Draw the line pragmatically
Ikram uses an example to explain the solution he envisages: “Imagine two vaccines need to be trialled and the funding is only enough to include a limited number of participants. You might choose to test vaccine A on men and vaccine B on women. That would give you enough statistical strength for that study to be able to reach a clear conclusion.” It will not then be the case from the outset that you will need to repeat both studies if you want to know whether vaccine A will also work in women and vaccine B in men. “You see, as a scientist you have infer whether you know enough from previous, similar studies on the effects of vaccine A in women’s bodies and vaccine B in men’s bodies to conclude that you can expect to see the same effect. If you don’t have enough information on this, then you will indeed have to repeat both studies, but that then raises the matter of funding for two additional studies.”
If researchers want to study all medicines or risk factors in all groups from the outset, then it becomes never-ending, thinks Ikram. “We need to draw the line pragmatically.” He believes the solution lies in making strategic decisions on which homogeneous study populations are to be used in which research. He calls that ‘diversity between studies’. You conduct one study on population A, the next on population B and then in population C. At some point it is population A’s turn again. Effectively that could mean studying the relationship between smoking and lung cancer in Europeans, cardiovascular diseases in Asians or salt intake and high blood pressure only in Africans. Thus building an increasing body of knowledge in which all populations are represented to a sufficient, similar degree whilst preserving the methodological strength of an individual study.

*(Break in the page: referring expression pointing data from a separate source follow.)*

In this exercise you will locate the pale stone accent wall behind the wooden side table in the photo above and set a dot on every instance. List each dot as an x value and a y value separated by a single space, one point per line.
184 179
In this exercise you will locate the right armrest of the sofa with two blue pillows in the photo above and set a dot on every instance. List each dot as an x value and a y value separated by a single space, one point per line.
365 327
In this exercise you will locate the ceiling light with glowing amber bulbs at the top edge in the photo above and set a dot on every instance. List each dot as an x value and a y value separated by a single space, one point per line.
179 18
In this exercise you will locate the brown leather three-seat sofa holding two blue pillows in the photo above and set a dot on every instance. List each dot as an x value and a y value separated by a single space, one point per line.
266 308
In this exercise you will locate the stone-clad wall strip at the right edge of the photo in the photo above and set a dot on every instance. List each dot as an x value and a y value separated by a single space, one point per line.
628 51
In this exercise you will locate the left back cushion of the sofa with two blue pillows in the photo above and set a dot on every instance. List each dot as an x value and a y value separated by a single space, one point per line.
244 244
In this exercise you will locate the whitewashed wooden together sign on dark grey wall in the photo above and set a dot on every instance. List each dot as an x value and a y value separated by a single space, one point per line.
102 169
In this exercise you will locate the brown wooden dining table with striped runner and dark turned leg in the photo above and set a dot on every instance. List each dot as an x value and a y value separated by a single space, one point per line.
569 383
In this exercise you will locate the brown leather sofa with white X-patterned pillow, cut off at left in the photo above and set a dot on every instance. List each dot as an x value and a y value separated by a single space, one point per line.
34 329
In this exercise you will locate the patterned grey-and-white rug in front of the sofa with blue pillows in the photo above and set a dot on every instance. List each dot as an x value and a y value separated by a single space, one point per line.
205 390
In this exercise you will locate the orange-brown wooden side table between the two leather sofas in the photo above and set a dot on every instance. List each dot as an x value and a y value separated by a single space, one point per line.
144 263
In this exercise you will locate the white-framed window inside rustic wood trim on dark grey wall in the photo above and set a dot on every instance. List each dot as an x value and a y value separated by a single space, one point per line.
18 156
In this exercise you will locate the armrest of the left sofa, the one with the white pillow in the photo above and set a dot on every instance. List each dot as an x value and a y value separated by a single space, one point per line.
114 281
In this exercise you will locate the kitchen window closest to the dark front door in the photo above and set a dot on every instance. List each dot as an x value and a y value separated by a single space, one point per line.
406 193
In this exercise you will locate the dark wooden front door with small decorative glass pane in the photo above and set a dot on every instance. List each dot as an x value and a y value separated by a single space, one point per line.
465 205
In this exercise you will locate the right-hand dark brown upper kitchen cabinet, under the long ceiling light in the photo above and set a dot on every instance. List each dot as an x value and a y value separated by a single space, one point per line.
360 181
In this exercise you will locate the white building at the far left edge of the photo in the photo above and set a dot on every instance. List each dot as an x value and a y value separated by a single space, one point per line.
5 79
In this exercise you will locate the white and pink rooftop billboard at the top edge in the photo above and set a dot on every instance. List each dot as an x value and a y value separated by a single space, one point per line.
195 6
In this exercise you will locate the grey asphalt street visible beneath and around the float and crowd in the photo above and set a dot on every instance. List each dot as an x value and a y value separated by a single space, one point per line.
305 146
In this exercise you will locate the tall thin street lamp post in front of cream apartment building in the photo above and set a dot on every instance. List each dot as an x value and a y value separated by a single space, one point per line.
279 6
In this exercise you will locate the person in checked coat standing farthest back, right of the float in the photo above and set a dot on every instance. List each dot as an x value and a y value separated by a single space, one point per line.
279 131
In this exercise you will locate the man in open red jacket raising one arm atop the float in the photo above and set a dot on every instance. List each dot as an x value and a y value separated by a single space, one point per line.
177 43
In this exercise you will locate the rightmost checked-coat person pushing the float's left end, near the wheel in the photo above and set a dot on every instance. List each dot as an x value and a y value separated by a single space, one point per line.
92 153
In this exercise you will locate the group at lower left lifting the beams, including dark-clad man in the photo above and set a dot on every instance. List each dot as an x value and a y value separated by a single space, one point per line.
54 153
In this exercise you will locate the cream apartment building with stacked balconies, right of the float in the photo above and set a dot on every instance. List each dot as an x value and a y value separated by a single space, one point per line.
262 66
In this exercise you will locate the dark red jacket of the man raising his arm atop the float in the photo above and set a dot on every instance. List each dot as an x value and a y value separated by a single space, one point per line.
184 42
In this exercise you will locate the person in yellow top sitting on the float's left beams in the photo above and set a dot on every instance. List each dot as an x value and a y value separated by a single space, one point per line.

Medications without any effect
Verwey does not regard this as a logical solution. “No single country has a uniform or homogeneous population. Why would you only include black or white people in studies if the diseases aren’t limited to those groups? This needs to be taken seriously. It needs to reflect society.” Verwey offers the example of studies in the USA which show that a lot of high blood pressure medications originally trialled in white patients and subsequently approved by the FDA are not having any effect in black patients. Consequently, one sizeable group of patients was being prescribed medications that had no effect whatsoever for a protracted period, resulting in ineffective treatment and putting them at considerable risk.
Mixed or heterogeneous study populations are a priority for Roeters van Lennep too. Which is why she is intending to investigate the hurdles that are ensuring that study populations are still commonly homogeneous. “Women, ethnic minorities and patients from lower socioeconomic classes are not being included enough. We want to analyse how that could be different, to enable future research to always be as inclusive as possible.”